The RRP seeks to replicate the public participation models adopted by various nations around the globe. Over the years, this model has proved successful in leveraging public participation to uncover possible legal violations, identify concealed/siphoned off funds/assets and expose acts of bribery. These programmes are particularly attractive since they help bridge the gap between the information available to governmental departments through public records and the defaulters’ attempts to manipulate/contravene the legal framework for their personal gain.

The success of such programmes is evident from the whistleblower programme implemented by the SEC, which encourages individuals to report fraud and misconduct involving security law violations in exchange of a reward. This programme has been implemented under the Securities Exchange Act, 1934 as amended by the Dodd-Frank Wall Street Reform and Consumer Protection Act, 2010. As per the 2022 annual report of the SEC Whistleblower Office, the Commission received over 12,300 whistleblower tips during the financial year and awarded approximately USD229 million in 103 awards.

In Canada, the Ontario Securities Commission (OSC) has also implemented a similar public participation program which encourages individuals to report information on serious securities or derivatives related misconduct to OSC in exchange for a reward. This programme has been launched pursuant to the OSC’s duty under the Securities Act, RSO 1990, to provide protection to investors from unfair, improper or fraudulent practices.

“The RRP is unique to the extent it focuses on tracing assets to recover the penalty, after the violation has been identified and the defaulter has been punished.”

Similarly, South Korea has been successfully using public participation programmes such as the Tax Evasion Informant Reward Programme and the Foreign Financial Account Report Reward Programme to counter attempts by individuals to violate the country’s legal framework for their personal gain. In the past seven years, South Korea has awarded informants rewards aggregating to approximately USD44 million.

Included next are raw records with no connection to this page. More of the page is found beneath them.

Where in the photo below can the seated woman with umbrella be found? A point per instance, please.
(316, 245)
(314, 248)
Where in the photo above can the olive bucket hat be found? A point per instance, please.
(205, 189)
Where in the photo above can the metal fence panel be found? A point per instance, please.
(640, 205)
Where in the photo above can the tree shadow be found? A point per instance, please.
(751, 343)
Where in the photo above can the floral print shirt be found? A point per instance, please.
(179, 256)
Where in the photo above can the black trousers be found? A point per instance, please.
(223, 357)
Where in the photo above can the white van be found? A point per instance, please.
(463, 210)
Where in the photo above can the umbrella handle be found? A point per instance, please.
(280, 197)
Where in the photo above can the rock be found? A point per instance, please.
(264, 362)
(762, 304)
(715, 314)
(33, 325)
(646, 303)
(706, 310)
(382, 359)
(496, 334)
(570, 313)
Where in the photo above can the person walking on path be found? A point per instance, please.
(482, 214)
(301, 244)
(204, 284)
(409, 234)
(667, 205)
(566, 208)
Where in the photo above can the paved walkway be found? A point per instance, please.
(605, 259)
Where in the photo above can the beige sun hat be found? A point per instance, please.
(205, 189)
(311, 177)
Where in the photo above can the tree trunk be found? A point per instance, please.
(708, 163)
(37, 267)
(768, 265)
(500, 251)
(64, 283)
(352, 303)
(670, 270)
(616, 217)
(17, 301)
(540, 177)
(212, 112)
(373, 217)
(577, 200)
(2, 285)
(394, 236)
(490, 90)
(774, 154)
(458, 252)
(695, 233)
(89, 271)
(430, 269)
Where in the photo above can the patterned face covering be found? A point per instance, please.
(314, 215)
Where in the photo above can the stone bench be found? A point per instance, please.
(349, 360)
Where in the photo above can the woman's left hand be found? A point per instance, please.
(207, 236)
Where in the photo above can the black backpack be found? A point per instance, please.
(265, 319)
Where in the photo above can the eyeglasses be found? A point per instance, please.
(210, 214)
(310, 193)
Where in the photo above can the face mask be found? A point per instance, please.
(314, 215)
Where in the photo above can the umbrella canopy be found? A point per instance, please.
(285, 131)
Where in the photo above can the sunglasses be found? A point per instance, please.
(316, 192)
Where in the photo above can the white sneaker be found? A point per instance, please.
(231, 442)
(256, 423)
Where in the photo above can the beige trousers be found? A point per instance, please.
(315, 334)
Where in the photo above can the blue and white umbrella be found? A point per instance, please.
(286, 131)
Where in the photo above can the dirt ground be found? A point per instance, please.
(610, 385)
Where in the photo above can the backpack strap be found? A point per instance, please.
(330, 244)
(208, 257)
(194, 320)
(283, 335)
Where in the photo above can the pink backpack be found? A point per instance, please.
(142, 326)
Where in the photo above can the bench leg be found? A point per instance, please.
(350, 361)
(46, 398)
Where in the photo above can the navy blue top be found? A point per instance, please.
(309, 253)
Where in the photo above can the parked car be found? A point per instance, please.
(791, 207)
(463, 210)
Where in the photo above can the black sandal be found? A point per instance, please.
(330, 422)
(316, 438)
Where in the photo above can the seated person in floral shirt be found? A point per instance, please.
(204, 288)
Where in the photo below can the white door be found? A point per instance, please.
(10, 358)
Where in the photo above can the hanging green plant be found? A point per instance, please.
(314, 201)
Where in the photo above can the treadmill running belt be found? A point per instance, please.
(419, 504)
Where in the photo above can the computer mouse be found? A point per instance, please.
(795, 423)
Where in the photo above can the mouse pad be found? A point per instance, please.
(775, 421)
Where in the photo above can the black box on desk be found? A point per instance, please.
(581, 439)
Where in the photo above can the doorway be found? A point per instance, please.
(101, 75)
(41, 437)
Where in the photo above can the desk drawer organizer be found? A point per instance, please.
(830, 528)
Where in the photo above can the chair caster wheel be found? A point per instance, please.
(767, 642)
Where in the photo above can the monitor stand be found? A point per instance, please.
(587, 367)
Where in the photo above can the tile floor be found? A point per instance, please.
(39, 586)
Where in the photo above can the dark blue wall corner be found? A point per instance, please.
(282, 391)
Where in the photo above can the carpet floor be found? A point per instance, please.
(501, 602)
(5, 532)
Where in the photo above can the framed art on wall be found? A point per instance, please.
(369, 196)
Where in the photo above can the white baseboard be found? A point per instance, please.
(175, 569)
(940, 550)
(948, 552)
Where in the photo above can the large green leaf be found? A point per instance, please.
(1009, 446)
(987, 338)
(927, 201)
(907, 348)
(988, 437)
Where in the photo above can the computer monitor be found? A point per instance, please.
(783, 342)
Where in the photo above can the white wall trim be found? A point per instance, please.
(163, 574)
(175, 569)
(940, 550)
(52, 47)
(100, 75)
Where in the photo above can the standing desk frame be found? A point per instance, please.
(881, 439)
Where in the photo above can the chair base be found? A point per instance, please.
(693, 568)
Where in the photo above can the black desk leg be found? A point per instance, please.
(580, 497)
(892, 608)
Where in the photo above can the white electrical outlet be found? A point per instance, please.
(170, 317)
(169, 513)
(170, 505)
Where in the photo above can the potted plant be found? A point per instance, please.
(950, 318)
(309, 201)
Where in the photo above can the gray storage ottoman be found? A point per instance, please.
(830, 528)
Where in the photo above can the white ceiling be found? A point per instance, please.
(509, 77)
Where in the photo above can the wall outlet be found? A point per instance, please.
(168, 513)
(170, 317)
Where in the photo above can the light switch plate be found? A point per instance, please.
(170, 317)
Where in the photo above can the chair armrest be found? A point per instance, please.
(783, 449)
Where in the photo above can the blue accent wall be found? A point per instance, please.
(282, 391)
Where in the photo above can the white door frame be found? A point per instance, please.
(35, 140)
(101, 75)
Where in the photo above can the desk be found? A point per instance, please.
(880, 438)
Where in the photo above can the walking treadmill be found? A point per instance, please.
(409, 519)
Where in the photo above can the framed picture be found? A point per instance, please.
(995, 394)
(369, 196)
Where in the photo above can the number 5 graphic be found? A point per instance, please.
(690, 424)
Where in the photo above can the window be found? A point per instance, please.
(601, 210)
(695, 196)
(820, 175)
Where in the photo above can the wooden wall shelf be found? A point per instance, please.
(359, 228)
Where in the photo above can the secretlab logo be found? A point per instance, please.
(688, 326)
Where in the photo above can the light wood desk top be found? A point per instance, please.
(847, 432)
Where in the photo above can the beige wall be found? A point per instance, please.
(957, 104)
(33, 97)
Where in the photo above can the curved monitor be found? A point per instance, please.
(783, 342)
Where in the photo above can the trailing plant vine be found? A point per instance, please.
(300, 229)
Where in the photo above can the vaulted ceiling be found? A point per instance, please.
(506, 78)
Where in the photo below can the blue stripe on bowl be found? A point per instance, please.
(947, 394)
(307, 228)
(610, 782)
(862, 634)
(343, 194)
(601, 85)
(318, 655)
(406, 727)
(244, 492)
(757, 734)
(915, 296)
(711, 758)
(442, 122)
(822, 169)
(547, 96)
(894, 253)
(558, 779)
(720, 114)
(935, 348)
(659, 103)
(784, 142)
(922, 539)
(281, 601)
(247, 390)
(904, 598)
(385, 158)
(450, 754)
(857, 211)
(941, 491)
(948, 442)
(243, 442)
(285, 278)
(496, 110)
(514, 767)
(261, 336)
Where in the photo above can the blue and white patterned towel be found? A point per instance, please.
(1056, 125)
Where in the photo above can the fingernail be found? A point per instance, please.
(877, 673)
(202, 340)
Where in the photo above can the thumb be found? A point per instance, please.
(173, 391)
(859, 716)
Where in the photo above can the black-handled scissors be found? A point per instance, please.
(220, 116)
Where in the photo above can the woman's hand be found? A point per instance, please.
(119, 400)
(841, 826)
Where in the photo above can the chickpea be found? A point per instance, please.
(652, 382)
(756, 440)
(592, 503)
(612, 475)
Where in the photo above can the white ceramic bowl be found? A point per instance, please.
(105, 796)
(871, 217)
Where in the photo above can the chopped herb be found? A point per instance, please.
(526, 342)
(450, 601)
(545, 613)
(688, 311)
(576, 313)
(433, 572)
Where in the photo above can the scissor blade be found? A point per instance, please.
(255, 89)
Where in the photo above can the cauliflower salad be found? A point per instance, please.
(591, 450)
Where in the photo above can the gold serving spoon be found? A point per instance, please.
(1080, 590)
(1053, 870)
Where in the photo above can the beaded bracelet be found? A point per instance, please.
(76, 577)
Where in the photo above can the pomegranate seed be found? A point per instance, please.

SEBI has implemented a programme similar to the model adopted by SEC and OSC, of incentivising individuals to report the violation of securities laws (Chapter IIIA, SEBI(Prohibition of Insider Trading) Regulations, 2015). Other governmental departments in India have also launched public participation schemes to unearth information regarding concealed assets in return for a reward. For instance, the Ministry of Finance has launched public participation programmes to uncover information regarding tax evasion (Income Tax Informants Rewards Scheme, 2018) and benami transactions (Benami Transactions Informants Rewards Scheme, 2018).

While the aforementioned schemes focus on tracing the violation itself, the RRP is unique to the extent it focuses on tracing assets to recover the penalty, after the violation has been identified and the defaulter has been punished.

Recovery – the Road Ahead

It is hoped that the RRP will assist SEBI in addressing its perennial hardship of enforcing the penalty against defaulters who have been successful in surreptitiously hiding their assets to escape liability. It is further expected that the recommendations of the High-Level Committee will also be introduced in the near future, to further strengthen SEBI’s recovery mechanism. The following suggestions may come of assistance to SEBI in further strengthening its enforcement mechanism:

  • introducing of Securities and Exchange Board of India (Recovery) Regulations, setting out a procedure for recovering amounts due;
  • defining the term “property” to provide clarity on the kind of properties which may be attached for the purposes of recovering dues under the certificate drawn up under Section 28A of the SEBI Act;
  • giving the Recovery Officer the power to seek from any person, any information which may be relevant to execution of the certificate of recovery or to any investigation or inquiry by the Recovery Officer; and
  • giving an option to the Central/State government to purchase the attached property at a price not lower than the reserved price, if the property remains unsold in auction.